Joint Pain

We aspire to solve mobility challenges. We do not actually plan to do so.

Joint City Council & CMTA Board

On Monday, March 4th, a joint work session of the Austin City Council and Capital Metro Board of Directors was held to discuss the status of the Austin Strategic Mobility “Plan” (ASMP), Project Connect, and the corridor program resulting from the 2016 bond election.

This meeting was essentially a long briefing session and no actions were taken. It’s hard to assess the substantive implications from these types of meetings, but there were three themes that will in all likelihood impact mobility policy in the near-term.

The ASMP 50/50 mode shift goal is an “aspiration”

This was voiced in different ways by the policymakers present, culminating with Council Member Ann Kitchen casually describing the document as aspirational. So, while it is titled as a “Plan”, it’s more a statement of principles. The implication: Council will vote for it, but they will not dedicate political capital to making substantial mode shift by 2039 a reality.

Transit TBD

Perhaps the most powerful question asked during the session didn’t register as such for the meeting participants.
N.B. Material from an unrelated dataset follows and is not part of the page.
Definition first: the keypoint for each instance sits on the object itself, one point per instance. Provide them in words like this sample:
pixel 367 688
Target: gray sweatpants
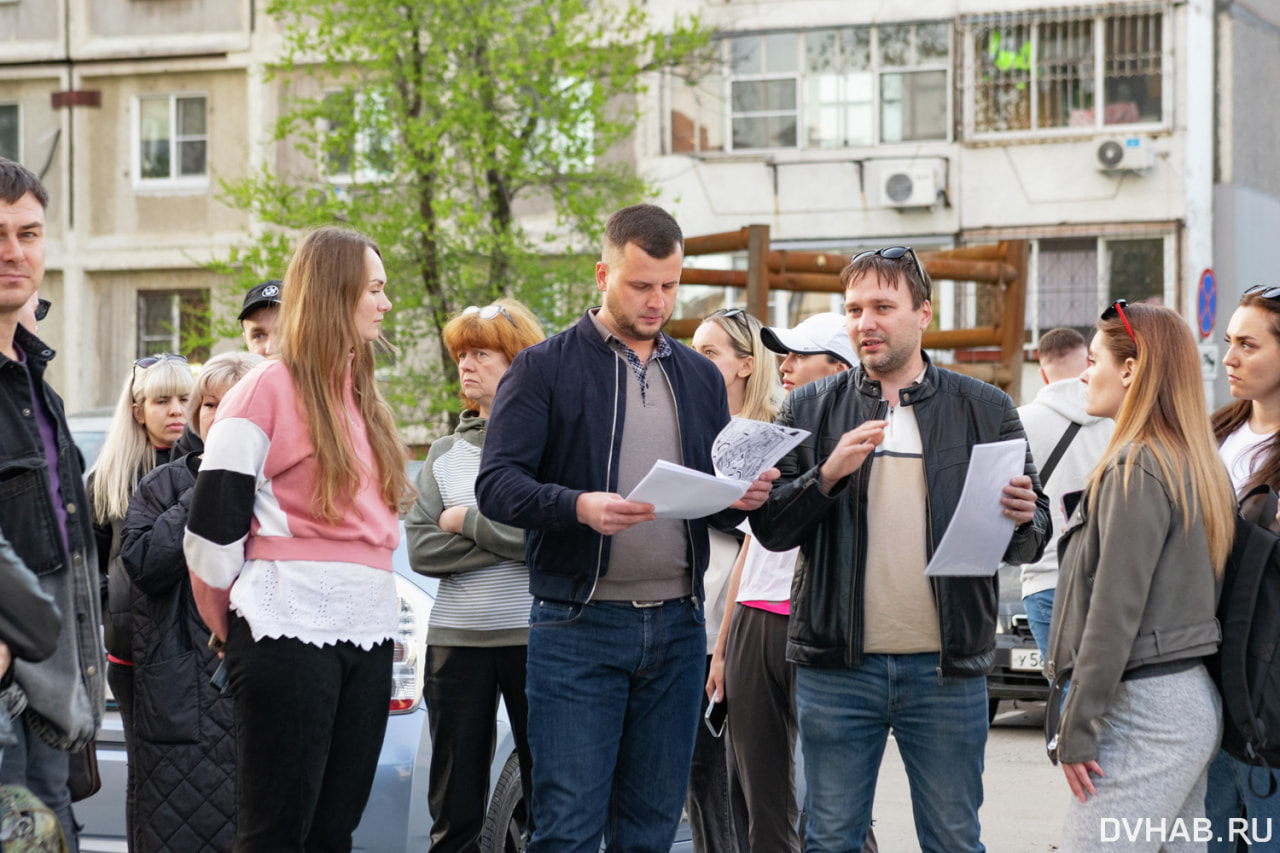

Eric Stratton, the Williamson County representative on the CapMetro Board, wanted to know if the ASMP’s “actions” and policies were sufficient to achieve a quadrupling of transit’s commute mode share from 4% to 16% by 2039.

It’s a pretty straightforward question that arises from reading the ASMP document. Unfortunately, the answers Stratton received betrayed the reality that the ASMP document doesn’t actually quantify the specific capital and operational resources needed to get to that level of transit mode share.

The CapMetro CEO’s answer indicated that the ridership numbers crunched during Project Connect weren’t yet computed to determine the contribution to that ASMP goal. He also stated that investments would need to be “big” (which is, well, obvious). The CapMetro Board President argued that the actions provided by the ASMP preserved leeway for future system growth.

Absent a clear capital project schedule and new funding sources for operations, it seems that transit expansion will remain ad hoc.

Remember the cars

Paradoxically, while the ASMP argues that the City needs to move away from car-centric policy and reduce single-occupant vehicle commuting, the region’s transit agency will not be making that their priority.

Instead, as a presentation by Dave Couch – Project Connect’s technical point-person – made clear, CapMetro will be adjusting its high-capacity transit project engineering to avoid taking away car travel lanes. This will significantly add to the costs of the Orange and Blue Line projects. For example, the low-cost version of the segments that make up the Orange Line was approximately $1.1 billion in an early estimate made by Project Connect during Phase 2 of its current vintage. The low-cost version impacted a car travel lane for a substantial part of the North Lamar and Guadalupe segment. What about the high-cost version that minimized right-of-way impacts for car travel lanes? Close to $3.5 billion in capital costs.

As the session was occuring, the Mayor’s office restated their position on car lane protection, with an aide tweeting the following statement: “The priority is to provide dedicated pathways for transit on the orange and blue lines [sic] with the goal of not eliminating any existing through travel lanes.”

Overall, the session left the impression that while the ASMP is trying to urge much-needed change on mobility priorities, Austin’s policymakers are uncomfortable investing political capital or the level of financial resources needed to actually pursue those changes.